This is part of our ongoing series about where taxpayer funds from 2016's Measure AA to restore the San Francisco Bay are going. Find all the stories here.
The area known as Montezuma, about 20 miles southeast of Fairfield in Solano County, is unassuming. It’s surrounded by former tidal wetlands that are golden-brown and its south end is bordered by the California Delta. This is where two major rivers meet: the San Joaquin River and the Sacramento River.
Cassie Pinnell, a biologist with the Montezuma Wetlands Restoration Project, says these two rivers are major corridors for federally-listed California fish like Chinook Salmon and Delta Smelt. “These rivers are bringing fish from far up in California, dumping them right here,” Pinnell says. “They're looking for a place to eat, hide and grow, as they work their way out to the bay and the ocean.”
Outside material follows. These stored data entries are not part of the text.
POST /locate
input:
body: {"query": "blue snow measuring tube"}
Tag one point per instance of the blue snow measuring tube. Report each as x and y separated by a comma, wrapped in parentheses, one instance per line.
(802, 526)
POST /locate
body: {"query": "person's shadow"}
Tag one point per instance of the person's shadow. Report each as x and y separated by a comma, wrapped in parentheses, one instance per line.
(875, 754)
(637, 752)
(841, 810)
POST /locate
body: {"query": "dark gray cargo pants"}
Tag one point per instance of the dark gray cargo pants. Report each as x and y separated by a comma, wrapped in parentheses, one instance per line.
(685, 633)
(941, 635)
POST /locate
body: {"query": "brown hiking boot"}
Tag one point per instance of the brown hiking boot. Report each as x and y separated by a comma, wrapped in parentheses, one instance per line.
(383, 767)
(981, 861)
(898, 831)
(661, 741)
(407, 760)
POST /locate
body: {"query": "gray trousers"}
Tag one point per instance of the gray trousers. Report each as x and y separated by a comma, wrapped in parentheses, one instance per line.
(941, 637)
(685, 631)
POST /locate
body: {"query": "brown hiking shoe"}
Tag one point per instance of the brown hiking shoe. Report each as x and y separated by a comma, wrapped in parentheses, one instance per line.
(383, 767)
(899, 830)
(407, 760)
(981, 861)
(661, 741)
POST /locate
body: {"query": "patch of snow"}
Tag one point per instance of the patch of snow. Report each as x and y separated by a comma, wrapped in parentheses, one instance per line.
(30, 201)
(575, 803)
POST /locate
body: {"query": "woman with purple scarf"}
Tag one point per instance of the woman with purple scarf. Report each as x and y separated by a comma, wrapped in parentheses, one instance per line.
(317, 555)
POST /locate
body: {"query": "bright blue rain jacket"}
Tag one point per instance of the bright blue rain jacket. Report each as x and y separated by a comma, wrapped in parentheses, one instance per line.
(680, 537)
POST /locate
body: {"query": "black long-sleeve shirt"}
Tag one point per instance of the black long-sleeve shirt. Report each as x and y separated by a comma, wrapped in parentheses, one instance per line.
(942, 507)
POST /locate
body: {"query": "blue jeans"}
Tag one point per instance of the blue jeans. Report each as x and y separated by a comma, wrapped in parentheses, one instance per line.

Over 100 years ago, Montezuma and the surrounding areas by the Delta were lush tidal wetlands filled with wildlife. But, like so many areas in the bay, the wetlands here were drained for farming and ranching.
Measure AA, a nine-county parcel tax approved in 2016, allocates $1.6 million to help restore more than 600 acres of tidal marsh, enhance the upland areas of the marsh and re-establish the endangered fish nursery.